We have ruled that trial courts have authority and discretion to dismiss an action on the
ground of prescription when the parties' pleadings or other facts on record show it to be
indeed time-barred; and it may do so on the basis of a motion to dismiss, or an answer
which sets up such ground as an affirmative defense; or even if the ground is alleged
after judgment on the merits, as in a motion for reconsideration; or even if the defense
has not been asserted at all, as where no statement thereof is found in the pleadings, or
where a defendant has been declared in default. What is essential only, to repeat, is
that the facts demonstrating the lapse of the prescriptive period, be otherwise
sufficiently and satisfactorily apparent on the record: either in the averments of the
plaintiffs complaint, or otherwise established by the evidence. 27 (Citations
omitted) chanroblesvirtuallawlibrary
In the instant case, although the complaint did not state the date when the alleged fraud
in the reconstitution of titles was perpetuated, it is however clear from the allegations in
the complaint that the properties sought to be recovered were acquired by the petitioner
in Civil Case No. R-1881 which was granted by the trial court on December 29, 1961.
Clearly, the filing of the action in 1999 is way beyond the ten 10 year prescriptive period.

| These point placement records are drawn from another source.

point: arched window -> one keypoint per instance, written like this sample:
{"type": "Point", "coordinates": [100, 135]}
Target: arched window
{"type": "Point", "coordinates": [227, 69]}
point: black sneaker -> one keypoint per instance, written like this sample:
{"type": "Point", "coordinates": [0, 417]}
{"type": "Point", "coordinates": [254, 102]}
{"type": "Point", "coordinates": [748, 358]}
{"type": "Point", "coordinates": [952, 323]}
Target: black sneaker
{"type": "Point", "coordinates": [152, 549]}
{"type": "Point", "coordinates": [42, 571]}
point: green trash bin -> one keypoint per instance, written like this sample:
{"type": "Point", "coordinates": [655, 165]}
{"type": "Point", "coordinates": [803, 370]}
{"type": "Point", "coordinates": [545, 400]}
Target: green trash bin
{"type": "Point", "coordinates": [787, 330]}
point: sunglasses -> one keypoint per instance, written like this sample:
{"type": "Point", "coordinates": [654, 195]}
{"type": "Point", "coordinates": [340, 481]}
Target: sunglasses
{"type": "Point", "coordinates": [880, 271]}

Further, while it is by express provision of law that no title to registered land in


derogation of that of the registered owner shall be acquired by prescription or adverse
possession, it is likewise an enshrined rule that even a registered owner may be barred
from recovering possession of property by virtue of laches.28 The negligence or
omission to assert a right within a reasonable time warrants a presumption that the
party entitled to assert it had either abandoned it or declined to assert it also casts doubt
on the validity of the claim of ownership. Such neglect to assert a right taken in
conjunction with the lapse of time, more or less great, and other circumstances causing
prejudice to the adverse party, operates as a bar in a court of equity. 29

Respondents' inaction for a period of 38 years to vindicate their alleged rights had
converted their claim into a stale demand. The allegation that petitioner employed threat
or intimidation is an afterthought belatedly raised only in the Court of Appeals. As such it
deserves scant attention.

WHEREFORE, in view of the foregoing, the Petition for Review is GRANTED. The May
12, 2006 Decision and September 12, 2006 Resolution of the Court of Appeals in CA-
G.R. CV No. 73159 are REVERSED and SET ASIDE. The Orders of the Regional Trial
Court of Cebu City, Branch 8 dated June 14, 2001 and August 10, 2001 in Civil Case
No. CEB-24012, dismissing respondent's complaint for reconveyance on grounds of
lack of cause of action, prescription and laches and denying the motion for
reconsideration, respectively, are REINSTATED and AFFIRMED.